_Bio Trained as an architect, cultural analyst and scientist at the University of Toronto, Ryerson University and McGill University respectively, Lianne Ho is an artist with a burgeoning practice. Having first shown at the Museum of Contemporary Canadian Art in 2002, Distorted Political Spheres marks the renaissance of her artistic career.
_Approach Lianne Ho’s practice currently deals with themes of simulation and reality. Specific topics pertaining to this binary include: (1) the fictions of the monetary system, such as the speculative, unreal aspects of credit, the stock market and global currency, and (2) the distorted political climate as a result of digital platforms such as Twitter, Facebook. The internet and related digital technologies have played a major role in determining those who occupy seats of power. — This exploration began by posing the question, what does pictorial space look like today? The representation of space is highly inflected by the digital milieu, and our understanding of space through digital avenues is largely discordant from our understanding of space in the flesh. The result of this exploration is an archiving of the disjuncture and interplay between the propositions of the real and the digital, a reified metaphor for the condition of politics today.
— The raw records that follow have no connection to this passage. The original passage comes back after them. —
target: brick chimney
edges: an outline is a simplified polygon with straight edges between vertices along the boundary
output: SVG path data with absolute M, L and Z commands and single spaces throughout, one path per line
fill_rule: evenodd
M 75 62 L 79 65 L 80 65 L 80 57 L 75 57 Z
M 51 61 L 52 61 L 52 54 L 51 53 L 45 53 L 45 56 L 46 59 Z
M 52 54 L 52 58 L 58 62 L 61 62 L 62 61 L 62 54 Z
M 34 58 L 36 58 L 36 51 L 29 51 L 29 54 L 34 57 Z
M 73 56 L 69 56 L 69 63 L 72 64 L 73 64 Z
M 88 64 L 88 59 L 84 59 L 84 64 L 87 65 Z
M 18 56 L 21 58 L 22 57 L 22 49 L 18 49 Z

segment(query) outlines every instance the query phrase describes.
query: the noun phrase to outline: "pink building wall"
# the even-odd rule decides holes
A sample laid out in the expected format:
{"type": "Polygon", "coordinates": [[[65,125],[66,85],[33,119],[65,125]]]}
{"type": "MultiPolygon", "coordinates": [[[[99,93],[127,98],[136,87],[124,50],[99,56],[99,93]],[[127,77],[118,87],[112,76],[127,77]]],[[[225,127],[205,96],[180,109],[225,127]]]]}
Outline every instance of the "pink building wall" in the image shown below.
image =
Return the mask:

_Project This series is an illustration and a statement about how our current condition is one in which the real and the distorted digital interact, with serious irrevocable consequences. It examines the disjuncture between real, found, photographic representations and their digital 3D model representations of political monuments. It does so by recording on film a process of morphing the former representation into the latter to underscore their difference. The in-between image is printed, and then traced onto canvas. These paintings are a record, an archiving of an intermediary state of metamorphosis. The technique emphasizes the interplay between the real and the digital, as well as the mercurial and elusive nature of the truth in a world with propositions of both the real and the virtual. The paintings are illustrations of our current contemporary condition, one in which our tangible reality is inflected by the pervasiveness of the immaterial and largely unregulated digital medium.